Introduction: In a well-established model of murine diet-induced maternal obesity, offspring of obese dams show age-dependent and sex-specific cardiac hypertrophy and contractile dysfunction. While alterations in energy metabolism and myocardial substrate preference are associated with pathophysiological changes in cardiac function, programmed changes in offspring cardiac metabolism in response to maternal obesity remain incompletely defined. Recent studies have highlighted altered metabolic gene expression in the hearts of offspring of obese pregnancy, both in late fetal life and adulthood, however the impact on mitochondrial respiratory function in the developing and adult heart is unclear.

 

Objective: To evaluate myocardial mitochondrial respiratory capacity and metabolic substrate preference in young adult offspring born to obese dams in a well-established murine model of diet-induced maternal obesity.

 

Methods: Animal work received ethical approval from the University of Cambridge Animal Welfare and Ethical Review Board and was performed in accordance with UK Home Office guidelines under the Animals (Scientific Procedures) Act 1986. Cardiac tissue was collected from 8 week old C57BL/6J mice of both sexes born to dams fed either a control or obesogenic diet for 10 weeks prior to mating and throughout gestation and lactation, with all offspring subsequently weaned onto control diet. Mitochondrial electron transfer system (ETS) capacity was assessed using a protocol optimised for frozen samples. Respiratory complex subunit levels were measured by immunoblotting, and gene expression by RT-qPCR. Data was analysed by two-way ANOVA for sex and maternal diet, with Tukey post-hoc testing where p(Interaction) < 0.05 (n = 8).

 

Results: In the hearts of 8 week old offspring of obese pregnancy, myocardial mitochondrial complex I-supported respiration (relative to maximal ETS capacity) was greater than in the offspring of dams fed a control diet (control: 0.37 ±0.038 vs. obese: 0.41 ±0.065, p(Diet) = 0.041).

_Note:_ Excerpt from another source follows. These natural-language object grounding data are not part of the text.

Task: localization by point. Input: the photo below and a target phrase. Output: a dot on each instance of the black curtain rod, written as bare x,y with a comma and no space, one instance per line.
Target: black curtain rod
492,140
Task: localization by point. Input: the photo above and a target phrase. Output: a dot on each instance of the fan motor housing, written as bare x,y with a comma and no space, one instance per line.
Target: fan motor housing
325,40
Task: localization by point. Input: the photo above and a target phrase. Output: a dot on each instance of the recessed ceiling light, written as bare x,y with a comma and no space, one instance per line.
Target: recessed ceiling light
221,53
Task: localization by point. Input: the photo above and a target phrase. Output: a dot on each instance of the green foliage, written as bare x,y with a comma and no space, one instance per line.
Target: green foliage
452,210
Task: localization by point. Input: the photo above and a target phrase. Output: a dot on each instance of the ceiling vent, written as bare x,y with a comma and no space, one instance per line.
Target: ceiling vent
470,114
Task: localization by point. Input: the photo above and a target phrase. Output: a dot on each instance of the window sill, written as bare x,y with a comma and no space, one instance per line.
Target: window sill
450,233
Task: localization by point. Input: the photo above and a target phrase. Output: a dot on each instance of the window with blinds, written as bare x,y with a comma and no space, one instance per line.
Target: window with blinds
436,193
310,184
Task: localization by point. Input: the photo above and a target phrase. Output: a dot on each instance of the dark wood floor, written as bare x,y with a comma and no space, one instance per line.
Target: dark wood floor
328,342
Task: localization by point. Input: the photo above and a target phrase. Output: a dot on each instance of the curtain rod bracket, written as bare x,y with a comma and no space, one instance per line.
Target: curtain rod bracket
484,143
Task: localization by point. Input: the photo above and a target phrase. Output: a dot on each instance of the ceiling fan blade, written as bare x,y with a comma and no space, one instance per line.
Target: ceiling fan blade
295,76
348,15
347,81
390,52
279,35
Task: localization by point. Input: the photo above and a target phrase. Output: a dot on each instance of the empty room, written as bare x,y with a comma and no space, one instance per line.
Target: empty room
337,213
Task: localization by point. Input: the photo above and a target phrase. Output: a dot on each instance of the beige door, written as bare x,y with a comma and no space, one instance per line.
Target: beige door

This change in complex I-supported respiration was accompanied by an increase in NDUFA9 subunit protein levels which did not reach statistical significance (control: 0.31 ±0.002 vs. obese: 0.35 ±0.002, p(Diet) = 0.063). In the hearts of the offspring of obese dams, there was differential expression of genes encoding fatty acid oxidation associated proteins by maternal diet. Hadh expression was 1.4-fold higher in the offspring of obese pregnancy compared with controls (p(Diet) = 0.0096). Expression of Cpt1b and Ucp3 were altered by maternal diet in a sex-specific manner, being lower in the hearts of female offspring of obese pregnancy, compared with female offspring of control pregnancy. These findings suggest sex-specific alterations in myocardial fatty acid oxidation as a result of maternal diet.

 

Conclusions and further work: The hearts of young adult offspring of obese dams are characterised by metabolic alterations including changes in mitochondrial respiration and fatty acid oxidation (in a sex-specific manner). Further work is underway to profile mitochondrial respiration and substrate metabolism in the cardiac tissue of neonatal offspring of obesogenic diet- and control-fed dams, in order to understand the time course of metabolic alterations in relation to cardiac development.